Second year. Happened unexpectedly, ended expectantly. But still remembering it, in a different but good way
Coincidentally I lost the "physical memory" very recent.
Wednesday, 07 October 2009
Dear Issue,
I am writing you this letter as I know you would be able to help them, though themselves need to put in efforts.
Please do not go near to the people I care for. I understand there will be times where you need to visit them but please reduce the frequency of getting near to those I care for dearly.
In particular, you've been visiting both of them very frequently recently. I am buying you one way ticket to the sea. Hope you'll enjoy the stay so much you wouldn't want to come back.
Sunday, 27 September 2009
I've been thinking and asking myself quite a bit recently.
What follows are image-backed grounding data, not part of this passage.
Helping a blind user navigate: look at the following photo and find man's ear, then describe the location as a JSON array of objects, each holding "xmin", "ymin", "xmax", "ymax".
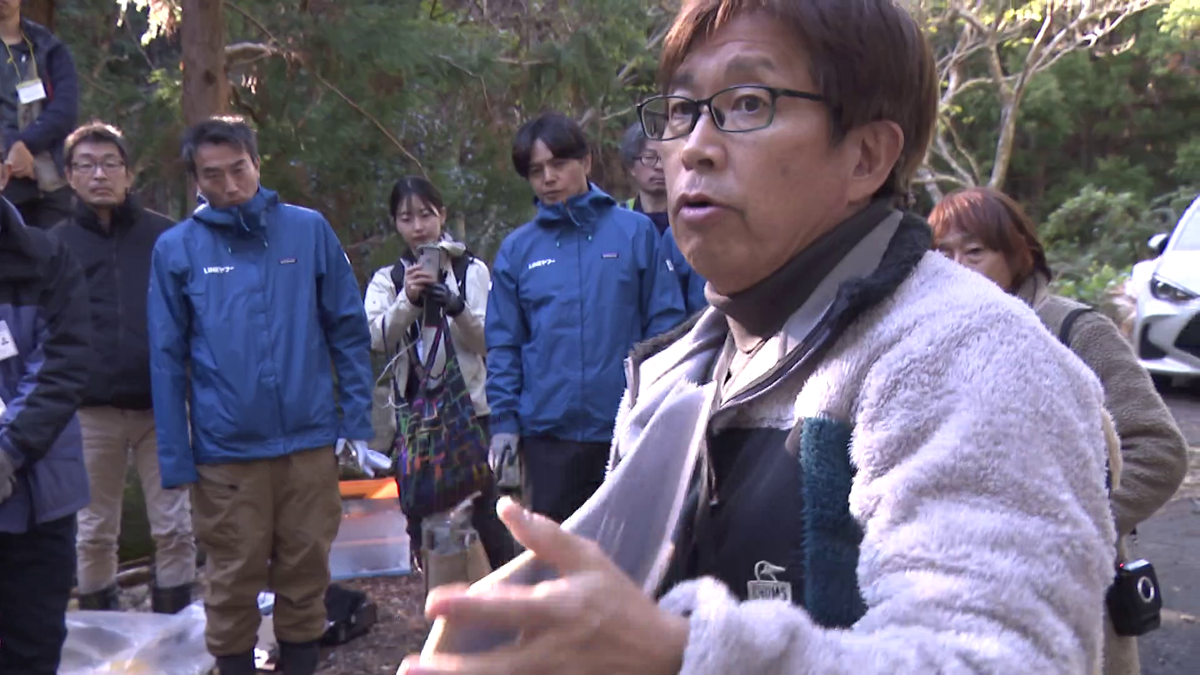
[
  {"xmin": 583, "ymin": 153, "xmax": 593, "ymax": 176},
  {"xmin": 845, "ymin": 120, "xmax": 904, "ymax": 204}
]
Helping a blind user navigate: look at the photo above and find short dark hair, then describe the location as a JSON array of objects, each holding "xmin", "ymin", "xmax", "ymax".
[
  {"xmin": 389, "ymin": 176, "xmax": 445, "ymax": 220},
  {"xmin": 511, "ymin": 112, "xmax": 590, "ymax": 179},
  {"xmin": 659, "ymin": 0, "xmax": 938, "ymax": 201},
  {"xmin": 65, "ymin": 121, "xmax": 130, "ymax": 166},
  {"xmin": 181, "ymin": 115, "xmax": 259, "ymax": 176},
  {"xmin": 929, "ymin": 187, "xmax": 1052, "ymax": 288},
  {"xmin": 620, "ymin": 122, "xmax": 648, "ymax": 169}
]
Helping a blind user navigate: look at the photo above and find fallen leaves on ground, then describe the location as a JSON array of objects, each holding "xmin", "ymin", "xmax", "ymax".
[{"xmin": 318, "ymin": 574, "xmax": 430, "ymax": 674}]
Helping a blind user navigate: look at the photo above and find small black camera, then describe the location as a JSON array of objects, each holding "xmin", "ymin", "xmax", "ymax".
[{"xmin": 1106, "ymin": 559, "xmax": 1162, "ymax": 637}]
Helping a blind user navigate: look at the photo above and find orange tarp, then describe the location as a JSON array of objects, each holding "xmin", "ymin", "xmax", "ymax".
[{"xmin": 339, "ymin": 478, "xmax": 397, "ymax": 500}]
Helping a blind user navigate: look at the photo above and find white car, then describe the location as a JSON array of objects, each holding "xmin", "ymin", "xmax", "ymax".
[{"xmin": 1130, "ymin": 195, "xmax": 1200, "ymax": 383}]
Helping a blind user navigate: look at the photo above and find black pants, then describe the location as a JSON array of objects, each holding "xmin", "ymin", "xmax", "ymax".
[
  {"xmin": 13, "ymin": 186, "xmax": 74, "ymax": 229},
  {"xmin": 521, "ymin": 437, "xmax": 611, "ymax": 523},
  {"xmin": 0, "ymin": 515, "xmax": 78, "ymax": 674}
]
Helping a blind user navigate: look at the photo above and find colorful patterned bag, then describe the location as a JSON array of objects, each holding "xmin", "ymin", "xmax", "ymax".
[{"xmin": 391, "ymin": 319, "xmax": 492, "ymax": 521}]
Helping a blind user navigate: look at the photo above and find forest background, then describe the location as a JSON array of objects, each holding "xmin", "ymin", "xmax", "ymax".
[{"xmin": 24, "ymin": 0, "xmax": 1200, "ymax": 306}]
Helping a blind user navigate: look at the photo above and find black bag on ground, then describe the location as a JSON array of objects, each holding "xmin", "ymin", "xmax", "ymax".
[{"xmin": 322, "ymin": 583, "xmax": 378, "ymax": 646}]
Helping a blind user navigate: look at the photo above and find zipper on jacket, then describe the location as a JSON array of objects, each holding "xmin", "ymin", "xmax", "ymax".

What am I good at and what do I like?
I can't seems to find the answer. What am I good at? I don't know. I am not good with numbers, that's for sure. I'm not into science as well. Language, well I write a bit but no, not good in it. So what else? People skill? No, I am quite introvert that I got sound because of this quite a bit. Hmm, so what am I good at?
That leads to the next question, what do I like? Do I like to go out? No, not really because I can't really stand crowd and too much noise. Do I like movies? No, I don't really go to cinema. I think so far, I've not been into the cinema for more than 10 times. So again, what do I like? I like reading but that's a very personal thing. Can hardly share it with someone else isn't it?
I think I'm good at being a boring person and of course I'm pretty good when it comes to twirling my hair I think people around me must be bored by a boring person like me.